May 15, 2018 Bradford Civic Society

Is the end in sight for Darley Street shops?

As requested by members of Bradford Civic Society who attended last year’s public debate, an update on the fortunes of Bradford’s former high street… 

Ghost town? A deserted Darley Street at 6pm on a Friday evening

Bradford’s ailing Darley Street looks set to lose yet another high street stalwart, as sources close to Specsavers opticians reveal that they’re in the advanced stages of a move to Broadway. Although no official announcement has been made, Bradford Civic Society understands that the long-established shop is moving to a unit opposite the new Light Cinema complex on Broadway itself. This means that Scotts clothing will be the last remaining high street store on the eastern row of  a once busy shopping street.
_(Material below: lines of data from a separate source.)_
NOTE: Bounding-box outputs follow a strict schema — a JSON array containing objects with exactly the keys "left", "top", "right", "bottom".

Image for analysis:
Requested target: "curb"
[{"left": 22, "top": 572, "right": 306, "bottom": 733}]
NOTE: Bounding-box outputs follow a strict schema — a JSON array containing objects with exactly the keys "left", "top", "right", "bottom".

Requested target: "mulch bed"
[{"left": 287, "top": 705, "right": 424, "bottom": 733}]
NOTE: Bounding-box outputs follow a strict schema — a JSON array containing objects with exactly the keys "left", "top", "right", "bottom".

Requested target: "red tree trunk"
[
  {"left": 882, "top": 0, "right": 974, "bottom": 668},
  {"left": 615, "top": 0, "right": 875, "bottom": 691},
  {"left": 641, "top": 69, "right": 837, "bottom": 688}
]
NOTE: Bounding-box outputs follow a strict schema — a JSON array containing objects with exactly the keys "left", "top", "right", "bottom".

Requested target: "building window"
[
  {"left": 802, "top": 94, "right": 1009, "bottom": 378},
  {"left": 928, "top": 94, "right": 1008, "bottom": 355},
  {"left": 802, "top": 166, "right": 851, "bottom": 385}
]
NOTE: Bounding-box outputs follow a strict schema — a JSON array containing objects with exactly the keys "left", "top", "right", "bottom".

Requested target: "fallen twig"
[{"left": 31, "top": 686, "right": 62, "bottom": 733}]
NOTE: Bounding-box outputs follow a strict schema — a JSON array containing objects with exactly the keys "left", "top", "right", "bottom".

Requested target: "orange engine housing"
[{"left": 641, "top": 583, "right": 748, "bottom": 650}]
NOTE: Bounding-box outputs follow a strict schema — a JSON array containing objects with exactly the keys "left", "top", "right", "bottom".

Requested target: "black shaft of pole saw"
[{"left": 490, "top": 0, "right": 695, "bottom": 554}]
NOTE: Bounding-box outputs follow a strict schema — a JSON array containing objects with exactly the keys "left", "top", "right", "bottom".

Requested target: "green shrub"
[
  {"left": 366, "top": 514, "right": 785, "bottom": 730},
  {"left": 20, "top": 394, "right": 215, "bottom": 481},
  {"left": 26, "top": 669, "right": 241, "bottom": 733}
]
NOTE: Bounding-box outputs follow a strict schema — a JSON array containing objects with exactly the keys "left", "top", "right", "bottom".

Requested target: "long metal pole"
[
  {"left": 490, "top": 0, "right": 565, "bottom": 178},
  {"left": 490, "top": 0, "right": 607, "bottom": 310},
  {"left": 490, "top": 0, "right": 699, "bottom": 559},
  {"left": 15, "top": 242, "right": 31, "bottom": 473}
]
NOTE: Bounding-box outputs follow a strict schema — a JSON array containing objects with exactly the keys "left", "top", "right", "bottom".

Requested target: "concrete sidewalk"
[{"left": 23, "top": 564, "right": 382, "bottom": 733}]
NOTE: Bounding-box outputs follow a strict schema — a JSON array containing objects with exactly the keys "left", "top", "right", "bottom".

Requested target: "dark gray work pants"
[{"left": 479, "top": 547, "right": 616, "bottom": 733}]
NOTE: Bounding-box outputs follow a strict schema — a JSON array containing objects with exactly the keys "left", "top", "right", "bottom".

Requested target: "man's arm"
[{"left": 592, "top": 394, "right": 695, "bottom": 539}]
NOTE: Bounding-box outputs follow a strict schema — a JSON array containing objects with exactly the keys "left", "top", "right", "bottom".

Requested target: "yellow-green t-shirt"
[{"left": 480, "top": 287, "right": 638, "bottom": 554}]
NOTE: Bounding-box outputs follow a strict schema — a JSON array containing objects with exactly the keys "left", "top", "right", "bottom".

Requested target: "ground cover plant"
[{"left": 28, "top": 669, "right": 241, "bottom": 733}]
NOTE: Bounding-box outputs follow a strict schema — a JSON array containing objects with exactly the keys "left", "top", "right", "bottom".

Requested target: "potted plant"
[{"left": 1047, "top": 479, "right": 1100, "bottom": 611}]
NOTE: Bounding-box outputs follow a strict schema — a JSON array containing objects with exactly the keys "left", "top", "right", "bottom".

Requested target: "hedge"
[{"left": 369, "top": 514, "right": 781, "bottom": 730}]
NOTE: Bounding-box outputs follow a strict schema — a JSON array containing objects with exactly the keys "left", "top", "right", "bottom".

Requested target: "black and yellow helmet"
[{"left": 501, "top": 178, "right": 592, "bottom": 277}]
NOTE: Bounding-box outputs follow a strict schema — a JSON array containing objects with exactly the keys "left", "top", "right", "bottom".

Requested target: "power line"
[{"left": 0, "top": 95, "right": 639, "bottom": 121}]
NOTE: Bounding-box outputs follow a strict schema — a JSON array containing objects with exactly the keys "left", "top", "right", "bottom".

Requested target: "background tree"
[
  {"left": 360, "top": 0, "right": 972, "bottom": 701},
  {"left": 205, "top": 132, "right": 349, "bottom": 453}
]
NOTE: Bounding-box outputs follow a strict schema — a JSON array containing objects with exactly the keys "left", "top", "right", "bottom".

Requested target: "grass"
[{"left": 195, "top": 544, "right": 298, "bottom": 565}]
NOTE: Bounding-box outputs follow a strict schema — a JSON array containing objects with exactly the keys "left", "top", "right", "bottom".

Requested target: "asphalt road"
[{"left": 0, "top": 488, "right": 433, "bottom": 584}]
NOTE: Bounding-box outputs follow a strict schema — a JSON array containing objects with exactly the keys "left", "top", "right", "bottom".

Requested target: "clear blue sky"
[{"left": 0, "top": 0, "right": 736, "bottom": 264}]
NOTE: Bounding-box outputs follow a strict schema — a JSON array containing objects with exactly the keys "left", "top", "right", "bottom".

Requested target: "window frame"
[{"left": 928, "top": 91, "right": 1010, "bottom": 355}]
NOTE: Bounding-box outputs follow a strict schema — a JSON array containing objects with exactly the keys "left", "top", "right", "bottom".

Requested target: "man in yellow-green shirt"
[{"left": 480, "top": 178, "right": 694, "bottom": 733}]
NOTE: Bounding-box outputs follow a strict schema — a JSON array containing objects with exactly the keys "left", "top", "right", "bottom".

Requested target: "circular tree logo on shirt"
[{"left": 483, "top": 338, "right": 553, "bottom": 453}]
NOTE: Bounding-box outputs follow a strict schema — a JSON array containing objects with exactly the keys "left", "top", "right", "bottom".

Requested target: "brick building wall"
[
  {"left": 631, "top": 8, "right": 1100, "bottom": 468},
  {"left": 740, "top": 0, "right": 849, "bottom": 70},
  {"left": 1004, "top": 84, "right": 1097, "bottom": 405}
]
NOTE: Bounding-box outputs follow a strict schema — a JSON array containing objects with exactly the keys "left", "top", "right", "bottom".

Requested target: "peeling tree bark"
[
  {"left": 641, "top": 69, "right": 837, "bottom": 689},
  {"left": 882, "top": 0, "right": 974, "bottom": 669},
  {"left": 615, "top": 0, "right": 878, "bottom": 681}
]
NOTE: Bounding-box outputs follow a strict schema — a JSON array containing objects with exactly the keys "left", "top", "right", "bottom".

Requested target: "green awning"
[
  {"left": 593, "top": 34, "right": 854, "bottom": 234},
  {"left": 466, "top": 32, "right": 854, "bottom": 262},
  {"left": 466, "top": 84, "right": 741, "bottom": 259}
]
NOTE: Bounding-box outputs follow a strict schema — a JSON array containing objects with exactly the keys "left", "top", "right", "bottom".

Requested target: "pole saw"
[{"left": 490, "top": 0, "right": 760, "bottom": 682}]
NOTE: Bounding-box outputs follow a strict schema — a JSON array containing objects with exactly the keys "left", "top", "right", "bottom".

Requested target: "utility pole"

Just over a year ago, Bradford Civic Society and Bradford Politics in the Pub co-hosted a packed public debate on the future of Darley Street, with members of the public hearing about the council’s plans to relocate the city’s food market to the former M&S building. Since then, we understand that advanced design and development work has been going on behind the scenes, with market traders and other retailers being consulted on their needs. It’s been encouraging to see pockets of activity (such as arts events in the old M&S building, and significant retail investment from both Primark and Poundland fronting onto Darley Street’s western side), yet the retail and hospitality market remains difficult at a national level, and the owners of the 1970s-built Kirkgate Centre have yet to make any significant improvements to their offering.

The exodus of established retail from Darley Street presents a clear planning challenge for Bradford Council, but could also be an opportunity to create a new food and drink destination for the city centre. Meanwhile, a Townscape Heritage project could breathe new life into vacant buildings close to Darley Street in the city’s northern quarter. The council-backed project works with landlords and property owners to bring vacant heritage buildings back into use using heritage Lottery funds, and also promises a significant public realm investment for areas adjacent to Bradford’s historic shopping area.